Hungarian National Philharmonic/Zoltan Koscis Zoltan Koscis was already one of the greatest pianists who ever lived, and he was probably the greatest Bartok pianist since Bartok himself (apologies to Gyorgy Sandor). But once he picked up the baton, he became, almost beyond question, the single greatest Bartok performer. If Ivan Fischer made his music through electricity and vitality, Koscis makes his mark here through color and atmosphere. Of all the many great recordings of Bartok’s Concerto for Orchestra, there has never been a more atmospheric, more colorful, more nostalgic recording with more pungent dance rhythms of the Concerto Zenekarra than this. I doubt any performance has ever captured the essential ‘Hungarian-ness’ of this work better.

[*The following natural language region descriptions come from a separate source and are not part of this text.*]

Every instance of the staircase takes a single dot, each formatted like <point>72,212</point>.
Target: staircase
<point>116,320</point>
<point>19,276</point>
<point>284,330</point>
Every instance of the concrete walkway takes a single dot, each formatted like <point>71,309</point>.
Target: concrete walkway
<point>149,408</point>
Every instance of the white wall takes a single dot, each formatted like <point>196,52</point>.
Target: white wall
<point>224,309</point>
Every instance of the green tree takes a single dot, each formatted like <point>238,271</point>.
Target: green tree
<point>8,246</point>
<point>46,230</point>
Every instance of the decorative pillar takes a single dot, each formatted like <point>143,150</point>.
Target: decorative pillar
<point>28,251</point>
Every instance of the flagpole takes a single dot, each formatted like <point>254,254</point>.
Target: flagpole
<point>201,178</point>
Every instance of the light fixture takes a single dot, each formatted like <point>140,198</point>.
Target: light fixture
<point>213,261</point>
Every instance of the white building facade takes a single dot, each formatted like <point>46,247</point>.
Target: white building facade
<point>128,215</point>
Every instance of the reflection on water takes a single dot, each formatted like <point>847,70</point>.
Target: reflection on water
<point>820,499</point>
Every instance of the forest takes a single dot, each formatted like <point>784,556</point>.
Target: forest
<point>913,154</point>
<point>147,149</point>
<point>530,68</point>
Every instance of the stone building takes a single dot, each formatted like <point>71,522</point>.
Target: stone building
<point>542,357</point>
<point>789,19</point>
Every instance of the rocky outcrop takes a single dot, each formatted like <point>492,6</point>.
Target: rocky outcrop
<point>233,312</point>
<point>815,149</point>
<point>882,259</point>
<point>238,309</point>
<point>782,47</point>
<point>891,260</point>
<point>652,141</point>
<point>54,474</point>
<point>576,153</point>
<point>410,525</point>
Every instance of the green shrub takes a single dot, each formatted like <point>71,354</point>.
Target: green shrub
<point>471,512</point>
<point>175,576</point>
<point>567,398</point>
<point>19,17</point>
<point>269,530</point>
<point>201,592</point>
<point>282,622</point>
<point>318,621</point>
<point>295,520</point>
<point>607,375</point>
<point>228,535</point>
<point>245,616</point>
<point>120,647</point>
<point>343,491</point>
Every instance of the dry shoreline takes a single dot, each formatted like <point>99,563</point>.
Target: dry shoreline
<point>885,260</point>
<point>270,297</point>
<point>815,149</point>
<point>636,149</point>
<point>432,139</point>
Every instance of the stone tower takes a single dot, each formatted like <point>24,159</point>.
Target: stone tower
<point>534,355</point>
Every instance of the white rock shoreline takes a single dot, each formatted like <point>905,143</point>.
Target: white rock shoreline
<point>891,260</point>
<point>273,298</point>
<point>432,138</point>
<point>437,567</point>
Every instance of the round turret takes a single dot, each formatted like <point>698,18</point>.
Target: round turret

Concertgebouw Orchestra/Paavo Jarvi It’s just a YouTube capture, a bad sounding live recording of a conductor of our day (admittedly a great and still underrated one) who seems otherwise to have no especial connection to Bartok. And yet, just listen – the dark atmosphere, the violence, the humor, the dance rhythms, they’re all there, brought out and pointed up in ways that put more famous Bartokians to shame. It may just be a radio broadcast, but this is, quite simply, the best performance I’ve ever heard of this all too familiar masterwork.
Philadelphia Orchestra/Christoph Eschenbach Another recording of relatively recent vintage that blows older more famous recordings out of the water. The all-important central movement (third) has never ever been done better than here, full of the atmosphere and terrors of night. Eschenbach, forever ripped apart by critics for his unorthodox interpretations, shows a manner of playing this piece that sounds both spontaneous and unimposed.
Chicago Symphony/Fritz Reiner You simply can’t leave this recording off the list. It’s just too iconic, too wrapped in legend, too well-played, too well-recorded, too awe-inspiring. It won’t tell you quite the whole story; next to recordings of fifty years later it gets so little of the Hungarian atmosphere, but the seat-of-the-pants virtuosity of the story it tells is electrifying.